“Everyone is learning German,” said Klaus-Dieter Lehmann, the institute's president, this week. He said many young people from struggling European countries like Spain or Greece see the language as their ticket to a brighter future.
In eastern Europe and Russia, German is also experiencing a renaissance, Lehmann said. While English will remain world's key foreign language for the foreseeable future, German comes a close second, he said.
Interest seems particularly strong, however, in lands that are emerging powers like India, a place where the Goethe Institute is focusing on investing resources.
“Beginning next year we are setting up German language departments at 1,000 schools that are offering German until the university level,” Lehmann, speaking of the institute's cooperation with a government-sponsored education association that could conceivably reach up to one million young Indians in the next few years.
The Goethe institute may have a tough challenge in the coming years.
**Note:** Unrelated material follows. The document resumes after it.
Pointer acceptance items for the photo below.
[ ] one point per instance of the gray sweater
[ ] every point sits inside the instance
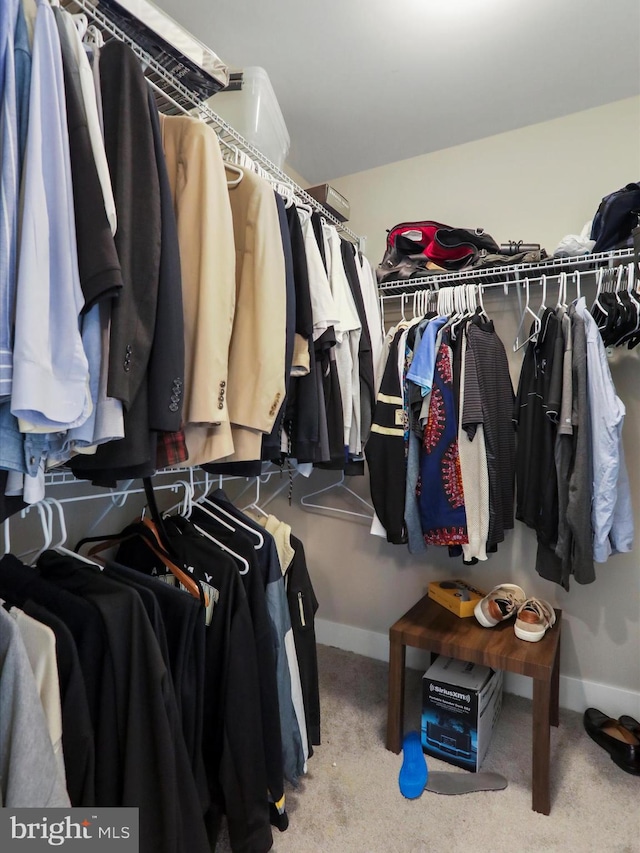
(29, 776)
With the European debt crisis looming, funding cuts to many programmes bankrolled by the German government are a distinct possibility.
Also, some countries are encouraging students to focus only on English as a foreign language, to the detriment of other languages.
And although anecdotal evidence suggests interest in German has risen in economically struggling countries, in much of western Europe, fewer people are learning the language, according to European Union statistics.
Between 2005 and 2010, for instance, the percentage of secondary students studying German at Dutch schools dropped from 86 percent to 44 percent. In Denmark the proportion dropped from 50 to 35 percent.